Passenger traffic was 4.3% above November 2010 levels but this is skewed as November 2010 was a particularly weak month. The softening in passenger markets becomes apparent when comparing to the previous month (October 2011). This shows a 0.5% decline on a seasonally-adjusted basis.
Freight markets were 3.1% below November 2010 levels despite a 1.1% increase on October 2011 performance.
“Weak global economic performance is being reflected in air transport markets. Freight markets have contracted some 4% compared to January. Although passenger markets have had some growth relative to the beginning of the year – about 2%– the trend has been both soft and volatile. Continuing economic uncertainty will likely mean market shortcomings deepening as we enter 2012,” said Tony Tyler, IATA’s Director General and CEO.

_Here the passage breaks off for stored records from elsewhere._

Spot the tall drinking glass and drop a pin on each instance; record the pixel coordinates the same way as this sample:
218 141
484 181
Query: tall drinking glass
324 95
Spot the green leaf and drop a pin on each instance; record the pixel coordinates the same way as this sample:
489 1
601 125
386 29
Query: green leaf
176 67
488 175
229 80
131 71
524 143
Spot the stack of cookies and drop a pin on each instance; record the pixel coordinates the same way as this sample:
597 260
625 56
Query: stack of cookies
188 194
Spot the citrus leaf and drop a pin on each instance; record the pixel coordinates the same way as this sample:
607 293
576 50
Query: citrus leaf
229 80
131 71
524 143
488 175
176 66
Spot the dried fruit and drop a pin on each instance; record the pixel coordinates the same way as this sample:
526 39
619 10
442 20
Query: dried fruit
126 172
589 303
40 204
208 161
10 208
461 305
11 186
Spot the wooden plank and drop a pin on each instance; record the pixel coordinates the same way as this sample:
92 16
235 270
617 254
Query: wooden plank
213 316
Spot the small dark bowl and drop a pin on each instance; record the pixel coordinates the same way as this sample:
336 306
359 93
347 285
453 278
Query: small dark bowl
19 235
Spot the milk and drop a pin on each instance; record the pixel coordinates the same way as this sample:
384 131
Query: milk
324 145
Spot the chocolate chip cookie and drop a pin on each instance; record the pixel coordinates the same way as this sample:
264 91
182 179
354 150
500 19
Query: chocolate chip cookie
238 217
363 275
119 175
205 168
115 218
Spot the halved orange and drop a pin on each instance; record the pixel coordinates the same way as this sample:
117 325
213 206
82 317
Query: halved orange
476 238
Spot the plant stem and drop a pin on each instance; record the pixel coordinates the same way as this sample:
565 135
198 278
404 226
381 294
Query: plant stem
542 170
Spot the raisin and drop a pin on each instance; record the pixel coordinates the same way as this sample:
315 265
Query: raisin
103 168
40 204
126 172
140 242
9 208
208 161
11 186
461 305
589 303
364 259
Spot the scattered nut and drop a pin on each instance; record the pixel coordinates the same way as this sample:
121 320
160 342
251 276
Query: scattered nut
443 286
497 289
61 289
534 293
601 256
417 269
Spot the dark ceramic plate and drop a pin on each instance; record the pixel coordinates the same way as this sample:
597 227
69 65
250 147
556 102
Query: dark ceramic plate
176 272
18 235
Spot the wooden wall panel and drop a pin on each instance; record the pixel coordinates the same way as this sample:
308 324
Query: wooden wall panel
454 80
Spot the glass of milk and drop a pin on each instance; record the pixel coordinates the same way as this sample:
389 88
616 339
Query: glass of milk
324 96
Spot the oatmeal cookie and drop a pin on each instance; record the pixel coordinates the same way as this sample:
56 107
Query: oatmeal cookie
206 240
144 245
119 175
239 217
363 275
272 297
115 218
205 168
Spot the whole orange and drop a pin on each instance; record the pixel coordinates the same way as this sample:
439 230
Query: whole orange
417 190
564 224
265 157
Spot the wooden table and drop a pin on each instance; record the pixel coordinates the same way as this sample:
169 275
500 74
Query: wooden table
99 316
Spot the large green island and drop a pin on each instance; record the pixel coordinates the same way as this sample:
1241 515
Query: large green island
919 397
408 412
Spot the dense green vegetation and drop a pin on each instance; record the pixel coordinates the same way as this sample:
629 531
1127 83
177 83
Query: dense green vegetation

Globally, passenger load factors have fallen sharply to 76.3% from 78.5% in October. This shows that the weakness in passenger demand is outpacing airlines’ ability to adjust capacity accordingly. Regional differences are sharp. While North American carriers saw a 0.8% decline in travel, carriers in the Middle East experienced a 10.1% increase, followed by 9.0% for Latin American airlines.
International travel markets continue to be weaker than domestic markets. Compared to October, international demand contracted by 1.5% while domestic demand grew by 1.3%.
African carriers reported 2.6% growth in demand. While this is twice the 1.3% capacity expansion, the region still recorded the weakest load factors of 66.2%.
North American airlines saw international demand shrink by 1.2% (compared to November 2010), roughly in line with a 1.0% reduction in capacity. The fourth quarter uptick in the US economy has yet to be reflected in passenger markets.
Latin American and the Middle Eastern carriers recorded the strongest year-on-year growth at 8.8% and 9.8% respectively. For both regions, capacity increases outstripped the growth in demand with Middle Eastern carriers growing their capacity by 10.4% and Latin American carriers by 11.4%. Latin American economies have remained strong with robust trade activity. Middle Eastern airlines have seen a gain in market share on long-haul markets through price competitive products.
European airlines continued to face the weakest market outlook due to the uncertainty in the Euro-zone. Demand grew 4.9% compared to the previous November while capacity increased by 5.3%. This is a steep change from the 6.4% demand growth recorded for October on a capacity increase of 8.1%. Growth in travel has been supported by business travel on the back of export strength in economies such as Germany.
Asia-Pacific airlines reported 2.4% growth in year-on-year demand which is less than half the 5.4% growth in capacity. The region’s carriers recorded a load factor of 73.3%.